بِسۡمِ ٱللَّهِ ٱلرَّحۡمَٰنِ ٱلرَّحِيمِ
لَّا يَسۡتَوِي ٱلۡقَٰعِدُونَ مِنَ ٱلۡمُؤۡمِنِينَ غَيۡرُ أُوْلِي ٱلضَّرَرِ وَٱلۡمُجَٰهِدُونَ فِي سَبِيلِ ٱللَّهِ بِأَمۡوَٰلِهِمۡ وَأَنفُسِهِمۡۚ فَضَّلَ ٱللَّهُ ٱلۡمُجَٰهِدِينَ بِأَمۡوَٰلِهِمۡ وَأَنفُسِهِمۡ عَلَى ٱلۡقَٰعِدِينَ دَرَجَةٗۚ وَكُلّٗا وَعَدَ ٱللَّهُ ٱلۡحُسۡنَىٰۚ وَفَضَّلَ ٱللَّهُ ٱلۡمُجَٰهِدِينَ عَلَى ٱلۡقَٰعِدِينَ أَجۡرًا عَظِيمٗا ٩٥
(95-96) Mü'minlerden özürleri olmaksızın oturanlarla, Allah yolunda mallarıyla, canlarıyla savaşanlar eşit olamazlar. Allah mallarıyla ve canlarıyla savaşanları, oturanlardan mertebece üstün kılmıştır. Gerçi Allah her ikisine de cenneti va'd etmiştir. Bununla beraber Allah savaşanları, oturanlardan büyük bir mükafat, kendi tarafından derece derece verdiği rütbeler, mağfiret ve rahmetle üstün kılmıştır. Allah çok bağışlayan, çok merhamet edendir.

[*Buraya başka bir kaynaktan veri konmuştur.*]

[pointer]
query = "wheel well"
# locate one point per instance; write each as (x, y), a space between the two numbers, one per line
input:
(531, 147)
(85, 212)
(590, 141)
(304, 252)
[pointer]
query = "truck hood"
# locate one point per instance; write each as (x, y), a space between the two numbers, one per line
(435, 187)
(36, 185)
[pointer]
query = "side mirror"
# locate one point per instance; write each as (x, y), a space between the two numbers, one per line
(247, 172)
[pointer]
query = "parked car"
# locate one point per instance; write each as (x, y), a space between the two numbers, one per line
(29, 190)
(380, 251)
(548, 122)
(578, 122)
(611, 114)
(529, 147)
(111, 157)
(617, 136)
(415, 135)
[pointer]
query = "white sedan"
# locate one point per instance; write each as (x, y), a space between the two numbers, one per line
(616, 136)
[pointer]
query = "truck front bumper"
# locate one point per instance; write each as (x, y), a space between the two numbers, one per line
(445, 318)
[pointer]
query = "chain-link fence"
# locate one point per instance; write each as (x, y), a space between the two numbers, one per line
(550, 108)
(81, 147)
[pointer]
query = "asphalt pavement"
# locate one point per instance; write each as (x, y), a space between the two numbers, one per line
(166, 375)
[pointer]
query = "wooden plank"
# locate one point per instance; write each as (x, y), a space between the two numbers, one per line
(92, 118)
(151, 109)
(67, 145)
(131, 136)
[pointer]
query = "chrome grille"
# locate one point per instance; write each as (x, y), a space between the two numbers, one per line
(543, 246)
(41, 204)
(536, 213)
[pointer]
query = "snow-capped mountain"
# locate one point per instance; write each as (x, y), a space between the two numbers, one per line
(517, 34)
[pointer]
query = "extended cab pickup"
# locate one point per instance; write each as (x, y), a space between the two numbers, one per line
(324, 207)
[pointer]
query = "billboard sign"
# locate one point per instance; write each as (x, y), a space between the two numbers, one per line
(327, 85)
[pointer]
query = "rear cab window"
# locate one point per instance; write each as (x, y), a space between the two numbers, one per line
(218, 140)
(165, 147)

دَرَجَٰتٖ مِّنۡهُ وَمَغۡفِرَةٗ وَرَحۡمَةٗۚ وَكَانَ ٱللَّهُ غَفُورٗا رَّحِيمًا ٩٦
(95-96) Mü'minlerden özürleri olmaksızın oturanlarla, Allah yolunda mallarıyla, canlarıyla savaşanlar eşit olamazlar. Allah mallarıyla ve canlarıyla savaşanları, oturanlardan mertebece üstün kılmıştır. Gerçi Allah her ikisine de cenneti va'd etmiştir. Bununla beraber Allah savaşanları, oturanlardan büyük bir mükafat, kendi tarafından derece derece verdiği rütbeler, mağfiret ve rahmetle üstün kılmıştır. Allah çok bağışlayan, çok merhamet edendir.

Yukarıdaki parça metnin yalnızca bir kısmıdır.